Team Number: 055 School Name: Espanola Valley High School Area of Science: Chemical Engineering Project Title: Methane Clathrates Beneath the Ocean Sediment Project Abstract: http://mode.lanl.k12.nm.us/97.98/abstracts/055.html Interim Report: http://mode.lanl.k12.nm.us/97.98/interims/055.html Final Report: http://mode.lanl.k12.nm.us/97.98/finalreports/055/finalreport.html
In order to extract the methane from beneath the ocean sediment, we must first drill through the methane clathrates to reach the methane below them. Then we are going to extract a certain amount of methane from this area beneath the ocean sediment. The amount of methane we extract will be our main variable.We will then model the effects on the layer of methane clathrates and on the porous rock, (or the water contained in the rock). When the methane is extracted, there will be a change in pressure. How is this change in pressure going to effect the lower layer of clathrates? What is going to occupy the space that is now open, but was once occupied by the methane? These are some ofthe questions we are hoping to answer.
From the knowledge we have acquired about methane clathrates, porous rock, pressure, and temperature, we are hypothesizing that the following are things that could occur and/or questions that may arise:
-- The bounderies between the methane and methane clathrates are at the melting point. When the methane is extracted, the pressure will drop. If you have any drop in pressure the clathrate melts, lowering the temperature and in turn stopping the melting process. However,the heat stored from the surrounding rock can keep the melting process going. If this occurs, then the lower layers of clathrates will begin to decompose into separate water and methane molecules. Will the methane add to the already existent methane gas, and will the water molecules sink down into the porous rock, as expected?
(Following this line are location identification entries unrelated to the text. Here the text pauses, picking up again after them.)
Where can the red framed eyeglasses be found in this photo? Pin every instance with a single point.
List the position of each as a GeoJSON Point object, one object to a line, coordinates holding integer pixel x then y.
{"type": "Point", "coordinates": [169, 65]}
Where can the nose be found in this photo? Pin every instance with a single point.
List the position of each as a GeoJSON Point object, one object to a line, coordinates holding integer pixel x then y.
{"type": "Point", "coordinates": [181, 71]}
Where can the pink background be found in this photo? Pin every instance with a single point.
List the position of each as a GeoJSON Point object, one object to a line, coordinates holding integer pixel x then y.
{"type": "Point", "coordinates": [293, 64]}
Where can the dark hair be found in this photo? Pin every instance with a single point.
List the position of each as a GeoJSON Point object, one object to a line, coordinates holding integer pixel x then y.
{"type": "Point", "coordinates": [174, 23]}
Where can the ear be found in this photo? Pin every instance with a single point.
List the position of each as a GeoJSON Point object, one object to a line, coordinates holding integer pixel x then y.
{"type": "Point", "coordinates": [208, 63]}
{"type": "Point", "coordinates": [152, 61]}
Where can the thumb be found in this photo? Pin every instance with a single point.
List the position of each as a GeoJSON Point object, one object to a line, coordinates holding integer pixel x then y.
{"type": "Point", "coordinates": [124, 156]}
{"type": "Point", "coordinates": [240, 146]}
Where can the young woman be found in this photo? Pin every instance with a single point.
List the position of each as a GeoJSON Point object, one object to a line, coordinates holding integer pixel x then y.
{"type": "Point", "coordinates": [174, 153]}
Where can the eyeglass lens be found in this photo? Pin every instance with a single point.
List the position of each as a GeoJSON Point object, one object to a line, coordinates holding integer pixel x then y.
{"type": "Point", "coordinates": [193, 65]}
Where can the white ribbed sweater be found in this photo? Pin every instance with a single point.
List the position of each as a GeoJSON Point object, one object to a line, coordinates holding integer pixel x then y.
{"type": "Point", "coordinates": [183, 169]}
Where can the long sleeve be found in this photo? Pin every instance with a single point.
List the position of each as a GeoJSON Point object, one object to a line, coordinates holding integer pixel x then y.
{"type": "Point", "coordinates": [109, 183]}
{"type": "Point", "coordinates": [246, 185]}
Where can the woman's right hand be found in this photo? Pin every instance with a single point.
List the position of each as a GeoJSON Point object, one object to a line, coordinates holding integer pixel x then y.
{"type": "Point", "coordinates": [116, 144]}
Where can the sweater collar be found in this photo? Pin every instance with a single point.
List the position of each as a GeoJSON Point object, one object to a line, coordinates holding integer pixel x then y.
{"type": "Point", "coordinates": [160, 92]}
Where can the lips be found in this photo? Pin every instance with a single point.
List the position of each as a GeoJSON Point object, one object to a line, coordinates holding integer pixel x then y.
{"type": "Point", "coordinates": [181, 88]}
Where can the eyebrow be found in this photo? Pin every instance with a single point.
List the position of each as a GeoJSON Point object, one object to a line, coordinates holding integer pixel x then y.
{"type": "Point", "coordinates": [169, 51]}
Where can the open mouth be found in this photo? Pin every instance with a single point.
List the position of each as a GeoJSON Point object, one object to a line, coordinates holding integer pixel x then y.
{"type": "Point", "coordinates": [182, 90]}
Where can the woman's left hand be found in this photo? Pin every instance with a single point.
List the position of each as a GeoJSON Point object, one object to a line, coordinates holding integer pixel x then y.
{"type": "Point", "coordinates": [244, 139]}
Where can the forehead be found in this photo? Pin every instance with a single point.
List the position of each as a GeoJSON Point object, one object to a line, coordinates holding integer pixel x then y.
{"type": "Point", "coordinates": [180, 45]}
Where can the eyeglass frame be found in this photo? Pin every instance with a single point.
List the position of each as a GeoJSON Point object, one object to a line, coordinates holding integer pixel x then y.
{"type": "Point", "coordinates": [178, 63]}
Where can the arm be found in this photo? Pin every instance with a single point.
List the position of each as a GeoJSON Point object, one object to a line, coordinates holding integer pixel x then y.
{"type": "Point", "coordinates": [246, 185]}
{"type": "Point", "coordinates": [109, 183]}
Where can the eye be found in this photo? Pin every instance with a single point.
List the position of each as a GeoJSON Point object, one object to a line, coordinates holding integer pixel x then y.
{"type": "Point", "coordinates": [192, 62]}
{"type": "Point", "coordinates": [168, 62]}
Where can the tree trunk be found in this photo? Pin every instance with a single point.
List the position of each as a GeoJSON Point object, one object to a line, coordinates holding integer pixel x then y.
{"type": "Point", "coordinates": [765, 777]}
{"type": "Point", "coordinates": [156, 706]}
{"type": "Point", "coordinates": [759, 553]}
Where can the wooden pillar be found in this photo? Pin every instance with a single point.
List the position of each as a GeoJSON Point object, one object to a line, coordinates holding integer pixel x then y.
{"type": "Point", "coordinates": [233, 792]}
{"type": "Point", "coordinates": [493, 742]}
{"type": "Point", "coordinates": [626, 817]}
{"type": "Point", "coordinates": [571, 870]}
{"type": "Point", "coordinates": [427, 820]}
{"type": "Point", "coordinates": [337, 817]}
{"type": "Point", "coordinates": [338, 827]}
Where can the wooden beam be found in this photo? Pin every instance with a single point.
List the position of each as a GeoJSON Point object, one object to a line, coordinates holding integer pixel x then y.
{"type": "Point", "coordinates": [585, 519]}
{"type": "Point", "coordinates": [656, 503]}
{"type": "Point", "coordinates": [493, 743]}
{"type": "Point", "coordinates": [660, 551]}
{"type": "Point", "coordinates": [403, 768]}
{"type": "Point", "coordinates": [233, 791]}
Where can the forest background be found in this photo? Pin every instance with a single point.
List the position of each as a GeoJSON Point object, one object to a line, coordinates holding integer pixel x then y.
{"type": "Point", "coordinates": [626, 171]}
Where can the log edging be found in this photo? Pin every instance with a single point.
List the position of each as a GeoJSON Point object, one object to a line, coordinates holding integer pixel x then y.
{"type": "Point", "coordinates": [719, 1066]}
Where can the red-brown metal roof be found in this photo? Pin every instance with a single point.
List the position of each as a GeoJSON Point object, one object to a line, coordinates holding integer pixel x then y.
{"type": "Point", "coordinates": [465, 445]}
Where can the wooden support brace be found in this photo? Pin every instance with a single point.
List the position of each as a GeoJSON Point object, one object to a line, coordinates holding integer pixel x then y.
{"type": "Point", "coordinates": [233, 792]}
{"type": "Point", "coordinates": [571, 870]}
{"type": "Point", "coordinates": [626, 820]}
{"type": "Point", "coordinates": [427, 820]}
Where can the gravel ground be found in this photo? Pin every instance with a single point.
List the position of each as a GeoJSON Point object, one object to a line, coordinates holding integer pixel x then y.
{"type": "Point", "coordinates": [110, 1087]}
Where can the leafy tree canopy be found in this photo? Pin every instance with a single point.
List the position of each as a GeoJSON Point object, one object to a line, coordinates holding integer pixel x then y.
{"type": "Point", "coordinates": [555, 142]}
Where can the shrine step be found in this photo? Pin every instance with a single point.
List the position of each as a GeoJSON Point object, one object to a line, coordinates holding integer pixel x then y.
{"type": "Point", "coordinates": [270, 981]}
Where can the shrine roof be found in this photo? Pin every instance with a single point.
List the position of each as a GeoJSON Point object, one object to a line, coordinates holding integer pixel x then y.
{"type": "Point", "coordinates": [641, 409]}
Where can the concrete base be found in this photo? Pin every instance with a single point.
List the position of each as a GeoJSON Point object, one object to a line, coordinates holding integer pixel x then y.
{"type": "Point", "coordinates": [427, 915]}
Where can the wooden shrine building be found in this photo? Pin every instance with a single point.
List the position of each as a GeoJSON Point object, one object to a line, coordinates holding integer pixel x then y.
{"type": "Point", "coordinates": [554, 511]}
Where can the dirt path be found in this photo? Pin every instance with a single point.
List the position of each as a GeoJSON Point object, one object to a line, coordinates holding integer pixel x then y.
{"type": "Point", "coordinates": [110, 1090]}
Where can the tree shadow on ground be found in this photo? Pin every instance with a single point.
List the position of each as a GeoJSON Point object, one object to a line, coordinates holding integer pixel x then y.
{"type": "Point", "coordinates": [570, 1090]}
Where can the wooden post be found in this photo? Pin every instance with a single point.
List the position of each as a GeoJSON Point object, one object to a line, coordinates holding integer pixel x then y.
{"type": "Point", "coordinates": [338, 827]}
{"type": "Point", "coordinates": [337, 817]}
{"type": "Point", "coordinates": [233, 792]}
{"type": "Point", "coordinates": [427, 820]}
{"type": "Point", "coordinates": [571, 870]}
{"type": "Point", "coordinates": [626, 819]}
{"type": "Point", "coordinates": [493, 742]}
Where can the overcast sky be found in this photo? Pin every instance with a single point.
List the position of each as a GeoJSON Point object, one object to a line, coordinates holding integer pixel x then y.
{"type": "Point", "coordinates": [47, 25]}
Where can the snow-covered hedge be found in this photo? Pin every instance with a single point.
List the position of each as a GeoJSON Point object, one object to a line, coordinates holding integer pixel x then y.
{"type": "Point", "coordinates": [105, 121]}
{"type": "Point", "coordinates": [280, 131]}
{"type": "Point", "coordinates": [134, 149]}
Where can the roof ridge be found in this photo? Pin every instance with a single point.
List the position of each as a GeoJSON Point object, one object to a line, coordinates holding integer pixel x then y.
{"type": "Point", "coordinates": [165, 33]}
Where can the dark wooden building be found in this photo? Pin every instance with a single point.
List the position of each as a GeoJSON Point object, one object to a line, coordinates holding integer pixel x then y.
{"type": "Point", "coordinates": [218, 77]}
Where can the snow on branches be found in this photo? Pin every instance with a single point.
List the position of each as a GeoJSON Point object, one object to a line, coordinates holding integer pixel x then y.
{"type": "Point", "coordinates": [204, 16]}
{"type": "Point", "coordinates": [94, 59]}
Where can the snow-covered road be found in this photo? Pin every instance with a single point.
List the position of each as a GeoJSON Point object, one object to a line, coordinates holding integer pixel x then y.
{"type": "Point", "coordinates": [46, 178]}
-- Or will the water in the porous rock act as a natural piston as the methane is extracted, and replace the pressure as quickly as it is being reduced?
-- Will we need to add a heat source at the point of extraction that can melt the clathrates that replenish the methane gas?
-- Is this extraction even possible or will the decrease in pressure be too rapid for the layers of clathrates to melt, causing them to collapse along with the ocean floor, allowing the methane gas to bubble up to the surface of the ocean and be released into the atmosphere?
-- If it turns out that this extraction is possible, can we extract enough methane to make this all worth while? And if so, how much is enough?
All these are questions that must be taken into consideration to successfully solve our problem.
We will be modifying an already existent code by adding necessary components needed to model our project.
Currently, we are in the middle of the physics aspect of our project, learning why things happen according to the laws of physics. We will begin modifications of the code in the very near future. Once modifications are complete we will then conduct a simple test run, to ensure that our code will work as we want and need it to.
The successful completion of our project depends on our code, its correct operation, and on the completion of the remaining work, including the analysis of our results, and the conclusions left to be drawn.
Having used teamwork throughout the project, we hope to culminate by submitting a final report that will complete our competition in the 1997-1998 Supercomputing Challenge.